An incisive sketch of a college freshman negotiating the light-years between campus and home over Easter break, Bradley Rust Gray's The Exploding Girl is a character study of one young woman - and of an entire generation struggling to maintain external maturity despite internal regression.
Zoe Kazan is Ivy, the central figure in this modest feature, home for the holiday and a medical checkup. Matter-of-factly, Ivy discusses her epilepsy with her doctor. It's been five months since her last seizure, prompted by sleeplessness and alcohol. We see how studiously she avoids the behaviors that trigger her condition.

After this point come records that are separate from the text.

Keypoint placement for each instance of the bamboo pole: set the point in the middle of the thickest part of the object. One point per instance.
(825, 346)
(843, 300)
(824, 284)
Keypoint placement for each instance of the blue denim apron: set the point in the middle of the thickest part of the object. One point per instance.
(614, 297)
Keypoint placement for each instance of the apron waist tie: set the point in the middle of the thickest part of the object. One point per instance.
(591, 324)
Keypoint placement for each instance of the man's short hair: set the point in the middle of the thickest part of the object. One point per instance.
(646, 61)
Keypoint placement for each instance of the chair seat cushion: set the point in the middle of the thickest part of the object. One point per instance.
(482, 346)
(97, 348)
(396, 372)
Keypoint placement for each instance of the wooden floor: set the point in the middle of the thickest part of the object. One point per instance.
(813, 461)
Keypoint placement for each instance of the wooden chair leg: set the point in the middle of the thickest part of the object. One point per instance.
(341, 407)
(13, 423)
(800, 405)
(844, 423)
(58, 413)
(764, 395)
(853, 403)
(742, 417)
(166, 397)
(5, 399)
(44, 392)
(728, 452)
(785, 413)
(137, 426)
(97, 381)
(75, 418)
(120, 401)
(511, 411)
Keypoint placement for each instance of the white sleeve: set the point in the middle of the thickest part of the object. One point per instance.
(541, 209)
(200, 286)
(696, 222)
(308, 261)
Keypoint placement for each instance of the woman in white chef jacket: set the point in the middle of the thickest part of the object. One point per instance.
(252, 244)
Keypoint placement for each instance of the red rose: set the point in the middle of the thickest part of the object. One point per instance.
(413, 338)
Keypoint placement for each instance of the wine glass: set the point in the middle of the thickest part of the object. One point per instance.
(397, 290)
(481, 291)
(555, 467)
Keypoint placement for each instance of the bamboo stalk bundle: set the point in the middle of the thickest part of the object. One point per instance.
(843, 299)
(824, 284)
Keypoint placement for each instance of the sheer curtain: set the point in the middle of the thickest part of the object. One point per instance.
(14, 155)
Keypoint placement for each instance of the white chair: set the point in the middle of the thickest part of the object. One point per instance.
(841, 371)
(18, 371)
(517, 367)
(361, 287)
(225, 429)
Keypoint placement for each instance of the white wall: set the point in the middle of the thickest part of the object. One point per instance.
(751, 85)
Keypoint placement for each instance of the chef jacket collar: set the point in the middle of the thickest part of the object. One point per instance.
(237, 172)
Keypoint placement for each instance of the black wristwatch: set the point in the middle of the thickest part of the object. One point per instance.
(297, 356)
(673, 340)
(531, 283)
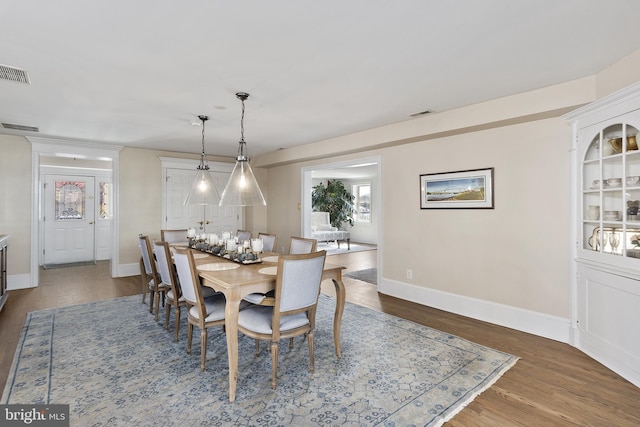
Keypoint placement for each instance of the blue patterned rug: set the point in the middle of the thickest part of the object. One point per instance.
(115, 366)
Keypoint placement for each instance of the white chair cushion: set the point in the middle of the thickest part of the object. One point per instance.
(214, 306)
(170, 296)
(208, 292)
(256, 298)
(258, 319)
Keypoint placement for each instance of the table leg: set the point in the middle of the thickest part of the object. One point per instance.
(231, 325)
(341, 296)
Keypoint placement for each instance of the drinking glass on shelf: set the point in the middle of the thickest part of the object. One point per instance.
(614, 241)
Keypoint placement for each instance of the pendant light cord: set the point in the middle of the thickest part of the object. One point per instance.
(202, 156)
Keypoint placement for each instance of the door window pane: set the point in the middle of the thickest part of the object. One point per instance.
(69, 200)
(105, 200)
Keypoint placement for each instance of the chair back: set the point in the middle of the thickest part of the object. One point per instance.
(147, 258)
(188, 277)
(243, 235)
(300, 245)
(298, 281)
(174, 236)
(165, 267)
(268, 241)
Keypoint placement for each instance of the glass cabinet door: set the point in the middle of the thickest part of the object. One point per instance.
(611, 192)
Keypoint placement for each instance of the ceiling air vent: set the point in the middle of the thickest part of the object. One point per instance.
(14, 74)
(20, 127)
(420, 113)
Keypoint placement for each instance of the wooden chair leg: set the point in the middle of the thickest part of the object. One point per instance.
(203, 348)
(311, 361)
(177, 322)
(145, 286)
(274, 364)
(166, 320)
(157, 310)
(151, 295)
(189, 337)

The movie, a series of extended sequences shot in real time, explores her transition from the soft green blur of her drive down from Upstate New York to a Manhattan of harsh gray pavements and discordant sound. The audio design of Gray's film is particularly expressive of Ivy's inner state, and is in marked contrast to the tranquillity of her heart-shaped face.
In great part, the movie is about the tension of Ivy endeavoring to control what she can't control. In smaller part, Gray illustrates the many ways that the devices designed to connect people serve to distance them from each other. As for many people, the cell phone is Ivy's lifeline and umbilical cord. But the halting conversations she has with her boyfriend, Greg, are relationship short-circuits that shudder like her own imperfect neurological circuitry.
The film, which has a soaring sequence of pigeons on a rooftop coop that pays homage to On the Waterfront (directed by Kazan's grandfather, Elia), will appeal to the moviegoer who appreciates nonnarrative cinema. Despite its title, The Exploding Girl is an oddly tranquil experience.